Optical fiber array units are essential devices for high-precision connection of optical waveguide elements and optical fibers in coherent optical fiber systems, co-packaged optics and other fiber systems and platforms. Coherent optical communication systems use phase information of light to achieve high-speed and large-capacity data transmission. Therefore, it is important to minimize connection loss and return loss to maintain light signal transmission efficiency and signal quality. To fulfill this role, fiber arrays require extremely high precision and stability in the connection of optical waveguide elements (silicon photonics, PLC: optical waveguide circuits, self-forming waveguide, etc.) and optical fibers.
V-groove substrates and ultra-precision processing technology
Optical fiber arrays are manufactured by precisely arranging and fixing optical fibers in a horizontal row on V-groove substrates, which are mainly made of glass or silicon and formed by etching or grinding using semiconductor processing technology. The V-groove formation accuracy is controlled at the nanometer (nm) level, requiring positioning accuracy on the order of sub-microns (0.1 µm) relative to the outer diameter of the optical fiber (typically 125µm).
This high-precision positioning ensures that the optical fiber core is precisely aligned to maximize the coupling efficiency of the optical signal to the optical waveguide element. In addition, fiber end faces are polished with physical contact (PC) and angle polish (APC) to reduce return loss and insertion loss. In particular, APC minimizes signal degradation due to reflection by allowing light reflections to escape at an angle of about 8 degrees.
Technologies for Reducing Connection Loss
Connection loss in optical fiber arrays can be divided into insertion loss and return loss.

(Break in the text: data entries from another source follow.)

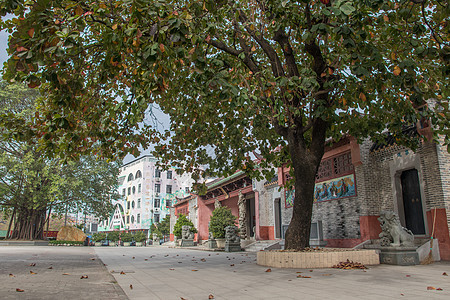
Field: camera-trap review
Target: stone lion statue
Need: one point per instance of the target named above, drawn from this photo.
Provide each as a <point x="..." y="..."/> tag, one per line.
<point x="231" y="234"/>
<point x="186" y="233"/>
<point x="392" y="233"/>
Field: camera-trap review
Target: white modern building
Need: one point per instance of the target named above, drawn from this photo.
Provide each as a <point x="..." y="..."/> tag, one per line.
<point x="147" y="194"/>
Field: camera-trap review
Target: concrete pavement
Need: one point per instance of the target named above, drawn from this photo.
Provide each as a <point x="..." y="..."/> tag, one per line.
<point x="49" y="281"/>
<point x="159" y="272"/>
<point x="167" y="273"/>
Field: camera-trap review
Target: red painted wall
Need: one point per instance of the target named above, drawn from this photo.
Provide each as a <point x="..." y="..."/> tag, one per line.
<point x="204" y="212"/>
<point x="266" y="232"/>
<point x="440" y="230"/>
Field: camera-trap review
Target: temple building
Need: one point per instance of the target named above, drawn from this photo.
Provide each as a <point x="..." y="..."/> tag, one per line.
<point x="355" y="182"/>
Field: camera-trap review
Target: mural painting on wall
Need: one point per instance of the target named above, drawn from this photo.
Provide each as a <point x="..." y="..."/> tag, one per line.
<point x="335" y="188"/>
<point x="332" y="189"/>
<point x="172" y="199"/>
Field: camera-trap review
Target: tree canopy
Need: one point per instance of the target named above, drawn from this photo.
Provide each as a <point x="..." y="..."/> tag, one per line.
<point x="33" y="186"/>
<point x="234" y="77"/>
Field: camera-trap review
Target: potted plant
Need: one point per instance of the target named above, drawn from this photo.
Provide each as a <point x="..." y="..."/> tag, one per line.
<point x="126" y="238"/>
<point x="113" y="237"/>
<point x="181" y="221"/>
<point x="98" y="238"/>
<point x="139" y="238"/>
<point x="221" y="218"/>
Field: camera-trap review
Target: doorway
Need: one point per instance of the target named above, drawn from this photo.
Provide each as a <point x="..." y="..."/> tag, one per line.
<point x="277" y="213"/>
<point x="251" y="220"/>
<point x="412" y="202"/>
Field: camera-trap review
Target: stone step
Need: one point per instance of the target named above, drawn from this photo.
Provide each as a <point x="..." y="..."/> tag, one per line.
<point x="263" y="245"/>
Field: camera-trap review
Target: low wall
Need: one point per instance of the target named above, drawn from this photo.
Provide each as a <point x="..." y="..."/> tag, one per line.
<point x="316" y="259"/>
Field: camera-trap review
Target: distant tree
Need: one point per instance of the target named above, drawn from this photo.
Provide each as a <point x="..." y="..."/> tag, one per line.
<point x="181" y="221"/>
<point x="234" y="76"/>
<point x="164" y="226"/>
<point x="33" y="186"/>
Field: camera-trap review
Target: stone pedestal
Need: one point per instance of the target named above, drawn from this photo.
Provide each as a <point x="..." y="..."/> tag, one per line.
<point x="232" y="247"/>
<point x="187" y="243"/>
<point x="212" y="244"/>
<point x="402" y="256"/>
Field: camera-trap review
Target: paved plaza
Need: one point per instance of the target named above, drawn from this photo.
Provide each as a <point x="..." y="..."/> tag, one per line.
<point x="159" y="272"/>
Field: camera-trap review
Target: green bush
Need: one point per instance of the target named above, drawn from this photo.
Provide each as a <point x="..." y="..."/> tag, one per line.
<point x="181" y="221"/>
<point x="139" y="236"/>
<point x="126" y="237"/>
<point x="113" y="236"/>
<point x="154" y="229"/>
<point x="221" y="218"/>
<point x="99" y="236"/>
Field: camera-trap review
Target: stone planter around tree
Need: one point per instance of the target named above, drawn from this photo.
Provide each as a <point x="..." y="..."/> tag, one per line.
<point x="220" y="243"/>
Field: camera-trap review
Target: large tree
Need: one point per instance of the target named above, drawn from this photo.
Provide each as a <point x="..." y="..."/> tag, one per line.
<point x="32" y="187"/>
<point x="278" y="77"/>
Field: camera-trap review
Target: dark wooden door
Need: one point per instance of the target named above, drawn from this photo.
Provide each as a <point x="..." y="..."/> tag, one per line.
<point x="412" y="202"/>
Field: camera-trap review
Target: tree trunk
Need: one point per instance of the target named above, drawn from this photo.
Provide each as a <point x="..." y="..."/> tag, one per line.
<point x="305" y="163"/>
<point x="29" y="224"/>
<point x="8" y="233"/>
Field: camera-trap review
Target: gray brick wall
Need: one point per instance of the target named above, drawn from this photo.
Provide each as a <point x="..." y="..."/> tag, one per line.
<point x="378" y="188"/>
<point x="444" y="169"/>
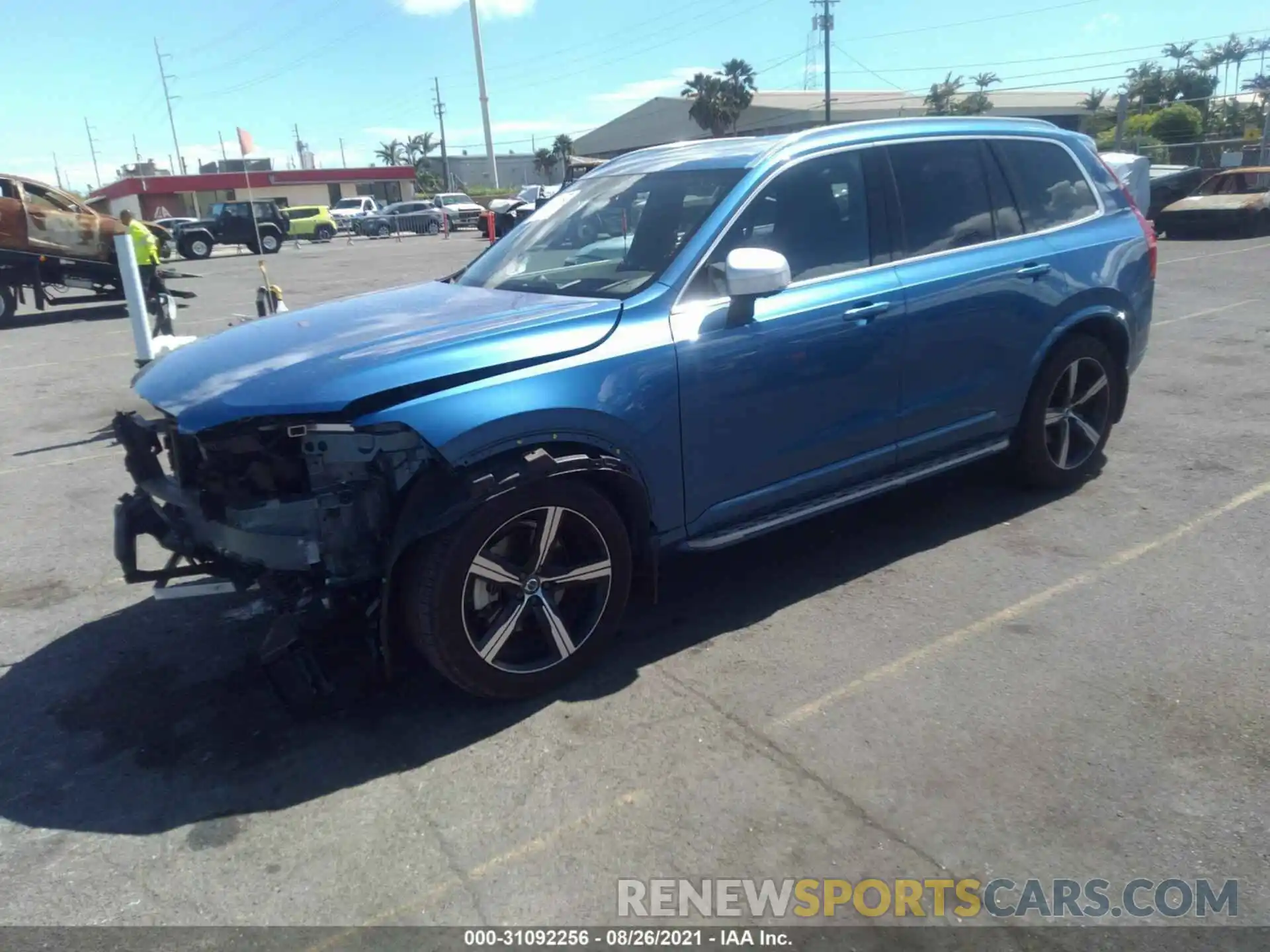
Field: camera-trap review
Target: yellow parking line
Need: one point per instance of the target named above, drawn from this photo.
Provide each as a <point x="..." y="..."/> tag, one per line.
<point x="493" y="865"/>
<point x="56" y="462"/>
<point x="1015" y="611"/>
<point x="1206" y="314"/>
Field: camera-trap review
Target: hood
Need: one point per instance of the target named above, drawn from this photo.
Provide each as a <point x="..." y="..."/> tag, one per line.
<point x="320" y="360"/>
<point x="1212" y="204"/>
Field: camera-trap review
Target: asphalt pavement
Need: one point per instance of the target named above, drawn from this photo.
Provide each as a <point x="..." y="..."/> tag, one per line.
<point x="956" y="681"/>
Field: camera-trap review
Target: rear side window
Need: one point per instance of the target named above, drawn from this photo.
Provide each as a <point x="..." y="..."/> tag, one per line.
<point x="1048" y="186"/>
<point x="943" y="196"/>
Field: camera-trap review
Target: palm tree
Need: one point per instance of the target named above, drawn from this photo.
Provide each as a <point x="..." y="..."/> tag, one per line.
<point x="709" y="108"/>
<point x="390" y="153"/>
<point x="738" y="81"/>
<point x="545" y="161"/>
<point x="939" y="100"/>
<point x="1177" y="52"/>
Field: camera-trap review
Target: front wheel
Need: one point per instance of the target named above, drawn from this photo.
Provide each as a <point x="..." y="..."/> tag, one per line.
<point x="523" y="594"/>
<point x="1068" y="415"/>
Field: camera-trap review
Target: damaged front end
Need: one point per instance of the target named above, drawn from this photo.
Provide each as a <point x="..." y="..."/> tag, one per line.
<point x="304" y="510"/>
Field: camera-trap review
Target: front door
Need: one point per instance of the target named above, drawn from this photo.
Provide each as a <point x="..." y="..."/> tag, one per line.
<point x="55" y="225"/>
<point x="802" y="399"/>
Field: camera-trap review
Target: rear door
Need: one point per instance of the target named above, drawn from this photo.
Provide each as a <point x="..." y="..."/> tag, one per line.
<point x="978" y="291"/>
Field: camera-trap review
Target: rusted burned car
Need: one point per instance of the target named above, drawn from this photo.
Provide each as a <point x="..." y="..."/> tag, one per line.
<point x="1231" y="204"/>
<point x="50" y="239"/>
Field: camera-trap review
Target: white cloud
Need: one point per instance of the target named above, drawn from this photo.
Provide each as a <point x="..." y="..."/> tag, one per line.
<point x="488" y="8"/>
<point x="640" y="91"/>
<point x="1101" y="22"/>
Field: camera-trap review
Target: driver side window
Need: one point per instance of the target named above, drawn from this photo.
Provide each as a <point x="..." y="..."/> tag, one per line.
<point x="814" y="214"/>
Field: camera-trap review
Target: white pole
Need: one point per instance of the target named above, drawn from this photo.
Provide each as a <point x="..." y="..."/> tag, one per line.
<point x="136" y="298"/>
<point x="484" y="99"/>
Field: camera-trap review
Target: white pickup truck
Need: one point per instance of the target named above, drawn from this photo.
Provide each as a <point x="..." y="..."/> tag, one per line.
<point x="349" y="208"/>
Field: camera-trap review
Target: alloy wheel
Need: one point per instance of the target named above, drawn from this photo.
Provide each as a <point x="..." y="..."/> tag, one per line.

Insertion loss is caused by fiber core misalignment and end-face quality variations.
Return loss is caused by interference and returned light from reflected light at the end face of the optical fiber.
In our optical fiber arrays, the following technologies are adopted to minimize these losses.
・Sub-micron core position adjustment – Improved V-groove processing precision which allows for precise positioning of optical fiber cores.
・End-face polishing technology - PC/UPC/APC and other polishing methods are applied to reduce connection loss.
・Low-loss UV adhesives - Adhesives with excellent optical properties are used to suppress light scattering at the connection area.
Integrated LD/PD Waveguide and Fiber Array Devices
Optical communication systems require highly efficient connection between light emitting/receiving elements such as **LD (laser diode) and PD (photodiode)** and optical fiber. In particular, LD/PD array devices are becoming increasingly dense, and integrated devices using fiber arrays play an important role.
We manufacture fiber arrays that support direct fiber coupling to these LD/PD waveguides.
・High-density, narrow-pitch structures - fiber-to-fiber pitch is less than 125 µm, enabling high-density connection.
・Optical lead frame - Integrated structure of waveguide elements and optical fibers ensures positioning accuracy and stability.
・Low-loss coupling - Connector loss is kept below 0.1dB to maximize optical signal transmission efficiency.
Our Unique Optical Lead Frame Technology
Orbray offers “optical lead frame” that integrate fiber arrays and waveguide elements. This lead frame integrates:
・Forming V grooves on a silicon or glass substrate
・Precise placement and fixing of optical fibers
・Direct coupling with LD/PD devices
to reduce variation during assembly and achieve highly precise optical coupling.
Furthermore, the optical lead frame minimizes the connection distance between the LD/PD or silicon photonics device and the fiber array, thereby shortening the optical path length and minimizing losses. Narrow pitch arrays (pitch less than 100µm) and multi-channel configurations are also supported, making this design ideal for the latest coherent communication technologies and data center applications.
Fiber Array Bending, Angle Polishing, MPO Connector Assembly, Fiber Array with PMF and MCF in-line
Future Outlook
Advances in optical communication technology are accelerating the speed and density of coherent communications. In-line with this trend, the demand for connection accuracy and stability between optical waveguide elements and optical fibers is further increasing. In particular, fiber arrays with narrow pitch, low loss, and high stability are indispensable for next-generation optical communication standards such as 400G to 1.6T.
Orbray is developing products that will support even higher density and precision in the future by strengthening its proprietary ultra-precision processing technology, V-groove technology, and end-face polishing technology. This will contribute to higher performance and lower costs in next-generation optical communication systems.